As a learning project for Python, I am attempting to read all Excel files in a directory and extract the names of all the sheets.
I have been trying several available Python modules to do this (pandas
in this example), but am running into an issue with most of them depending on openpyxl
.
This is my current code:
import os
import pandas
directory_root = 'D:\\testFiles'
# Dict to hold all files, stats
all_files = {}
for _current_path, _dirs_in_path, _files_in_path in os.walk(directory_root):
# Add all files to this `all_files`
for _file in _files_in_path:
# Extract filesystem stats from the file
_stats = os.stat(os.path.join(_current_path, _file))
# Add the full file path and its stats to the `all_files` dict.

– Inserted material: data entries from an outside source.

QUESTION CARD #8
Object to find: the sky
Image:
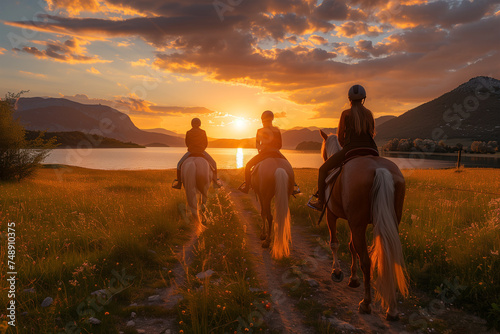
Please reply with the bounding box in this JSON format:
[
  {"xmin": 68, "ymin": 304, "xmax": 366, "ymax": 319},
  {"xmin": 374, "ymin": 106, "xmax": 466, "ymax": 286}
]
[{"xmin": 0, "ymin": 0, "xmax": 499, "ymax": 139}]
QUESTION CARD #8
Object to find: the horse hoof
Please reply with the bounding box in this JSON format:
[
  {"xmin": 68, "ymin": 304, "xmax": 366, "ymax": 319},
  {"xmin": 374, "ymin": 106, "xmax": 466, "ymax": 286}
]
[
  {"xmin": 358, "ymin": 302, "xmax": 371, "ymax": 314},
  {"xmin": 262, "ymin": 241, "xmax": 270, "ymax": 248},
  {"xmin": 348, "ymin": 279, "xmax": 360, "ymax": 288},
  {"xmin": 331, "ymin": 271, "xmax": 344, "ymax": 282},
  {"xmin": 386, "ymin": 313, "xmax": 400, "ymax": 321},
  {"xmin": 260, "ymin": 234, "xmax": 266, "ymax": 241}
]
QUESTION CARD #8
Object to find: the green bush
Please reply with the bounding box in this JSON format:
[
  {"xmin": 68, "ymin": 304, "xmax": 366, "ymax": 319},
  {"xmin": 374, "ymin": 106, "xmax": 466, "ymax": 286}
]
[{"xmin": 0, "ymin": 92, "xmax": 56, "ymax": 181}]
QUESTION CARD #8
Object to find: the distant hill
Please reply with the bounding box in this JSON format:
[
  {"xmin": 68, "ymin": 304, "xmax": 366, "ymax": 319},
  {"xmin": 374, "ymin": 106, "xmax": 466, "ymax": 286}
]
[
  {"xmin": 25, "ymin": 130, "xmax": 144, "ymax": 148},
  {"xmin": 142, "ymin": 128, "xmax": 183, "ymax": 138},
  {"xmin": 296, "ymin": 141, "xmax": 322, "ymax": 150},
  {"xmin": 209, "ymin": 138, "xmax": 255, "ymax": 148},
  {"xmin": 375, "ymin": 76, "xmax": 500, "ymax": 143},
  {"xmin": 15, "ymin": 98, "xmax": 185, "ymax": 147},
  {"xmin": 281, "ymin": 115, "xmax": 394, "ymax": 149}
]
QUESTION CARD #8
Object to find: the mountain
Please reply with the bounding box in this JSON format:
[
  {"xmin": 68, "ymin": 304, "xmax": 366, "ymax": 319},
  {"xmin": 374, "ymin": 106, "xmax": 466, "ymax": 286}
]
[
  {"xmin": 209, "ymin": 138, "xmax": 255, "ymax": 148},
  {"xmin": 375, "ymin": 76, "xmax": 500, "ymax": 143},
  {"xmin": 14, "ymin": 97, "xmax": 185, "ymax": 147},
  {"xmin": 281, "ymin": 115, "xmax": 394, "ymax": 149},
  {"xmin": 25, "ymin": 130, "xmax": 145, "ymax": 148},
  {"xmin": 142, "ymin": 128, "xmax": 183, "ymax": 137}
]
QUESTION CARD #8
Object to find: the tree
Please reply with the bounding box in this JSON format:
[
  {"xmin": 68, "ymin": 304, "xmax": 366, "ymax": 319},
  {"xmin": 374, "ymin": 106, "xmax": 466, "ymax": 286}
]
[{"xmin": 0, "ymin": 92, "xmax": 57, "ymax": 181}]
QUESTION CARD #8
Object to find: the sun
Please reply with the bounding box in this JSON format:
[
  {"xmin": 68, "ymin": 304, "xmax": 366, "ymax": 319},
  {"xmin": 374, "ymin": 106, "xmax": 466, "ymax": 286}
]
[{"xmin": 233, "ymin": 118, "xmax": 247, "ymax": 130}]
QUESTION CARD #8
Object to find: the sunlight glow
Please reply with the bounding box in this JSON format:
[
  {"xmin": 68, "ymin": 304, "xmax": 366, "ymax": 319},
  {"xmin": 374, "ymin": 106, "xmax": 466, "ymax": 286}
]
[
  {"xmin": 233, "ymin": 118, "xmax": 247, "ymax": 130},
  {"xmin": 236, "ymin": 148, "xmax": 244, "ymax": 169}
]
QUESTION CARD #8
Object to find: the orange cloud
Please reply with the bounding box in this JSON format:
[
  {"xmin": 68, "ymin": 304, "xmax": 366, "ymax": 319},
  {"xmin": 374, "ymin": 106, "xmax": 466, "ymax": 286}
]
[
  {"xmin": 0, "ymin": 47, "xmax": 6, "ymax": 54},
  {"xmin": 86, "ymin": 66, "xmax": 101, "ymax": 74},
  {"xmin": 19, "ymin": 70, "xmax": 47, "ymax": 78},
  {"xmin": 12, "ymin": 38, "xmax": 111, "ymax": 64}
]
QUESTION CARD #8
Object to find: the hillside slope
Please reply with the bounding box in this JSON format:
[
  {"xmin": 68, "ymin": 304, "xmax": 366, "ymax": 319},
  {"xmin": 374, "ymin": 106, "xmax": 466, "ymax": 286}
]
[
  {"xmin": 375, "ymin": 76, "xmax": 500, "ymax": 142},
  {"xmin": 15, "ymin": 98, "xmax": 184, "ymax": 147}
]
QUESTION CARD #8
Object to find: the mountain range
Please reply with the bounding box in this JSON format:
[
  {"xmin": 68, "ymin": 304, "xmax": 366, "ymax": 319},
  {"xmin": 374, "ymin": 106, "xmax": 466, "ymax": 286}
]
[
  {"xmin": 13, "ymin": 76, "xmax": 500, "ymax": 149},
  {"xmin": 15, "ymin": 98, "xmax": 184, "ymax": 147}
]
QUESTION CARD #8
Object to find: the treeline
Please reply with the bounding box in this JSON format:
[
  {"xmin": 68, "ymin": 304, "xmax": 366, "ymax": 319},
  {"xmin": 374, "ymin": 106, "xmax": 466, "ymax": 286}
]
[
  {"xmin": 383, "ymin": 138, "xmax": 498, "ymax": 154},
  {"xmin": 25, "ymin": 131, "xmax": 144, "ymax": 149}
]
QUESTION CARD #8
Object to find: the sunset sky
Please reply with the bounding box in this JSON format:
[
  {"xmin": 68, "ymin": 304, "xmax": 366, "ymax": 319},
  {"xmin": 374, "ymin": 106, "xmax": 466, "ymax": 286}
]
[{"xmin": 1, "ymin": 0, "xmax": 499, "ymax": 138}]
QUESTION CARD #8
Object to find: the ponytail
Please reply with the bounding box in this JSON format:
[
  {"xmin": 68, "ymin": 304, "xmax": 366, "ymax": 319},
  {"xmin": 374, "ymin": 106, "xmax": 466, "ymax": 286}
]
[{"xmin": 350, "ymin": 101, "xmax": 375, "ymax": 137}]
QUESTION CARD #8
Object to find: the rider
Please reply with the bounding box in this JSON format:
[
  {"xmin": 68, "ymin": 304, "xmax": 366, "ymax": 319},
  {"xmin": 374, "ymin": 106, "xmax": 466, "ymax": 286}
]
[
  {"xmin": 308, "ymin": 84, "xmax": 378, "ymax": 211},
  {"xmin": 172, "ymin": 118, "xmax": 221, "ymax": 189},
  {"xmin": 238, "ymin": 110, "xmax": 287, "ymax": 193}
]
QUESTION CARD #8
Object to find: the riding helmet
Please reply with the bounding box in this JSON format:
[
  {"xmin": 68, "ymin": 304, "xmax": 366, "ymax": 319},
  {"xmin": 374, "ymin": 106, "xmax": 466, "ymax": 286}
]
[
  {"xmin": 261, "ymin": 110, "xmax": 274, "ymax": 121},
  {"xmin": 348, "ymin": 85, "xmax": 366, "ymax": 101},
  {"xmin": 191, "ymin": 117, "xmax": 201, "ymax": 127}
]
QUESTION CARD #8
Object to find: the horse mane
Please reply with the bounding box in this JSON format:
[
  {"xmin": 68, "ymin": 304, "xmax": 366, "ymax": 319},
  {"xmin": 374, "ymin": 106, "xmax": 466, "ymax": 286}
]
[{"xmin": 324, "ymin": 134, "xmax": 341, "ymax": 159}]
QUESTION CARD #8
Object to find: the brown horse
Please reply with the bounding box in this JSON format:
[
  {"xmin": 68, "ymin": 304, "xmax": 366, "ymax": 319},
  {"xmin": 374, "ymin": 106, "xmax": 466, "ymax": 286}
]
[
  {"xmin": 320, "ymin": 130, "xmax": 408, "ymax": 320},
  {"xmin": 251, "ymin": 158, "xmax": 294, "ymax": 259}
]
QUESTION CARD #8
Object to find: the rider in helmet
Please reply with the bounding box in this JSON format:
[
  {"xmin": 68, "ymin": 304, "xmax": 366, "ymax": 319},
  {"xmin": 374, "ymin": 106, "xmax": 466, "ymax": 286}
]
[
  {"xmin": 308, "ymin": 84, "xmax": 378, "ymax": 211},
  {"xmin": 238, "ymin": 110, "xmax": 287, "ymax": 193},
  {"xmin": 172, "ymin": 118, "xmax": 221, "ymax": 189}
]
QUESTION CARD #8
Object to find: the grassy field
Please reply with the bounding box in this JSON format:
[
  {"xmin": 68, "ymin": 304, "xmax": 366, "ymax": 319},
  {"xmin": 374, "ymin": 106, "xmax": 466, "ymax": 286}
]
[
  {"xmin": 0, "ymin": 166, "xmax": 192, "ymax": 333},
  {"xmin": 1, "ymin": 166, "xmax": 499, "ymax": 332}
]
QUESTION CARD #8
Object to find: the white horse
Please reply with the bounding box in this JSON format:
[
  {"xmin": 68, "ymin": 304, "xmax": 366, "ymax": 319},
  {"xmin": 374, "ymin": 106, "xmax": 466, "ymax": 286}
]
[{"xmin": 181, "ymin": 156, "xmax": 212, "ymax": 225}]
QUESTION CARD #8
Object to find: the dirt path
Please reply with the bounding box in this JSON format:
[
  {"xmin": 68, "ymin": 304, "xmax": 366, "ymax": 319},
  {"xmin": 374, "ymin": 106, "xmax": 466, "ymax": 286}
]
[
  {"xmin": 229, "ymin": 188, "xmax": 315, "ymax": 334},
  {"xmin": 225, "ymin": 184, "xmax": 496, "ymax": 334}
]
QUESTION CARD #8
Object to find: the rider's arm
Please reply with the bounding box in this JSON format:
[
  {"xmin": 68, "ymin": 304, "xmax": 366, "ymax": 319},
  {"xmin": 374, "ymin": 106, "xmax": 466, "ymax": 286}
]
[
  {"xmin": 337, "ymin": 110, "xmax": 347, "ymax": 147},
  {"xmin": 275, "ymin": 128, "xmax": 282, "ymax": 150},
  {"xmin": 256, "ymin": 129, "xmax": 262, "ymax": 152},
  {"xmin": 185, "ymin": 130, "xmax": 190, "ymax": 148},
  {"xmin": 201, "ymin": 130, "xmax": 208, "ymax": 151}
]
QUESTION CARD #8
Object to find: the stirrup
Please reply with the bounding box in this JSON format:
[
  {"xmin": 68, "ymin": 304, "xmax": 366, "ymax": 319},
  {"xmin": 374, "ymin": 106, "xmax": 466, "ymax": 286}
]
[
  {"xmin": 172, "ymin": 179, "xmax": 182, "ymax": 189},
  {"xmin": 213, "ymin": 179, "xmax": 222, "ymax": 188},
  {"xmin": 238, "ymin": 182, "xmax": 249, "ymax": 193},
  {"xmin": 307, "ymin": 196, "xmax": 324, "ymax": 212},
  {"xmin": 292, "ymin": 184, "xmax": 301, "ymax": 197}
]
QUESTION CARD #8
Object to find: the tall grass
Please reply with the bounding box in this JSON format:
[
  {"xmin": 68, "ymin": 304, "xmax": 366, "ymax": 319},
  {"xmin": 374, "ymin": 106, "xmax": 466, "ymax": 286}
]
[
  {"xmin": 0, "ymin": 166, "xmax": 191, "ymax": 333},
  {"xmin": 289, "ymin": 168, "xmax": 500, "ymax": 328}
]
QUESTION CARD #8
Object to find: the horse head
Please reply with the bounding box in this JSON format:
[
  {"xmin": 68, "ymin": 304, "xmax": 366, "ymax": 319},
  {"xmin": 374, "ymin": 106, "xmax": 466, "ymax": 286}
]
[{"xmin": 320, "ymin": 130, "xmax": 341, "ymax": 161}]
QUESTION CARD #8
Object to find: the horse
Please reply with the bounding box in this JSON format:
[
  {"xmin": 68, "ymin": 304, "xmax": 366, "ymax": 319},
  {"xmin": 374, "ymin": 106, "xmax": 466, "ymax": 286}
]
[
  {"xmin": 181, "ymin": 156, "xmax": 213, "ymax": 226},
  {"xmin": 251, "ymin": 158, "xmax": 294, "ymax": 259},
  {"xmin": 319, "ymin": 130, "xmax": 408, "ymax": 320}
]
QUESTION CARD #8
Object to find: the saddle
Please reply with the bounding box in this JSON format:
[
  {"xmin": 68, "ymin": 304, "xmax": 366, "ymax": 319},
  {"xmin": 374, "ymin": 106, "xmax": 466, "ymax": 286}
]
[{"xmin": 325, "ymin": 148, "xmax": 379, "ymax": 186}]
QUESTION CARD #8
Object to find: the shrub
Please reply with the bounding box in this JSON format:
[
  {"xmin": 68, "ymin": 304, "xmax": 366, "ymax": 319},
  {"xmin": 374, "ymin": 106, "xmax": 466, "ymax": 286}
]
[{"xmin": 0, "ymin": 92, "xmax": 57, "ymax": 181}]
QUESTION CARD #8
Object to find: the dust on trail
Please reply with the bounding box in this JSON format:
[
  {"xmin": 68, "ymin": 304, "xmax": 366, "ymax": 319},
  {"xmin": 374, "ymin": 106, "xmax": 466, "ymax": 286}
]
[{"xmin": 124, "ymin": 228, "xmax": 199, "ymax": 334}]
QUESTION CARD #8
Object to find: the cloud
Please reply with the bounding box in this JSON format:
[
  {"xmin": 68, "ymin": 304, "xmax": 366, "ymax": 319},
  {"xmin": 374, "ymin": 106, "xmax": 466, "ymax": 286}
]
[
  {"xmin": 19, "ymin": 70, "xmax": 47, "ymax": 78},
  {"xmin": 12, "ymin": 38, "xmax": 111, "ymax": 64},
  {"xmin": 0, "ymin": 47, "xmax": 6, "ymax": 54},
  {"xmin": 4, "ymin": 0, "xmax": 500, "ymax": 120},
  {"xmin": 336, "ymin": 21, "xmax": 383, "ymax": 38},
  {"xmin": 86, "ymin": 66, "xmax": 101, "ymax": 74}
]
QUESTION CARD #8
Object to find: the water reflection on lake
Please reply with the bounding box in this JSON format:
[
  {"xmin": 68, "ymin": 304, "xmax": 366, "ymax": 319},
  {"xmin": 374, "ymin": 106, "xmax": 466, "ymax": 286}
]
[{"xmin": 43, "ymin": 147, "xmax": 499, "ymax": 170}]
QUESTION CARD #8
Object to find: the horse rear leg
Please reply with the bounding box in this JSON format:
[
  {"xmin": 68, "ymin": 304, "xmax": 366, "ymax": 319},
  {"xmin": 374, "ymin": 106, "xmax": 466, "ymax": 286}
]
[
  {"xmin": 348, "ymin": 234, "xmax": 361, "ymax": 288},
  {"xmin": 259, "ymin": 199, "xmax": 267, "ymax": 240},
  {"xmin": 351, "ymin": 225, "xmax": 372, "ymax": 314},
  {"xmin": 327, "ymin": 208, "xmax": 343, "ymax": 282},
  {"xmin": 262, "ymin": 201, "xmax": 272, "ymax": 249}
]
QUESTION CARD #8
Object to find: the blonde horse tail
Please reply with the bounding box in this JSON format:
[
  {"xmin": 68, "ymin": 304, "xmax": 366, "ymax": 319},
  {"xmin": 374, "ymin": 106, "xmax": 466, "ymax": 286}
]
[
  {"xmin": 272, "ymin": 168, "xmax": 292, "ymax": 259},
  {"xmin": 370, "ymin": 168, "xmax": 408, "ymax": 311},
  {"xmin": 183, "ymin": 160, "xmax": 199, "ymax": 223}
]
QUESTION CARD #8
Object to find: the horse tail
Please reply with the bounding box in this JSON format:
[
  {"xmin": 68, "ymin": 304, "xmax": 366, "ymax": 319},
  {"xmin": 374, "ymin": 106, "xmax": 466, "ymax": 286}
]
[
  {"xmin": 183, "ymin": 160, "xmax": 199, "ymax": 222},
  {"xmin": 272, "ymin": 168, "xmax": 292, "ymax": 259},
  {"xmin": 370, "ymin": 168, "xmax": 408, "ymax": 310}
]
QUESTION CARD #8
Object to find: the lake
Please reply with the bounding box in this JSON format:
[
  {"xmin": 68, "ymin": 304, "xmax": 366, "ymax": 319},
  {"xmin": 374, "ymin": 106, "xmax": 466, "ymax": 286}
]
[{"xmin": 43, "ymin": 147, "xmax": 500, "ymax": 170}]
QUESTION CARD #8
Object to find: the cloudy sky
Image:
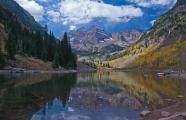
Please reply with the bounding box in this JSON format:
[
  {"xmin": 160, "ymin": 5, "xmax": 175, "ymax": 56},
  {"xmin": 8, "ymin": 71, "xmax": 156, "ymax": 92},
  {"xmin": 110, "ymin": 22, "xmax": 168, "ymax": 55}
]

all_files[os.path.join(_current_path, _file)] = _stats
# Loop through all found files to extract the sheet names
for _file in all_files:
# Open the workbook
xls = pandas.ExcelFile(_file)
# Loop through all sheets in the workbook
for _sheet in xls.sheet_names():
print(_sheet)
This raises an error from openpyxl
when calling pandas.ExcelFile()
: ValueError: Max value is 14
.
From what I can find online, this is because the file contains a font family above 14. How do I read from an Excel (xlsx) file while disregarding any existing formatting?
The only potential solution I could find suggests modifying the original file and removing the formatting, but this is not an option as I do not want to modify the files in any way.
Is there another way to do this that doesn't have this formatting limitation?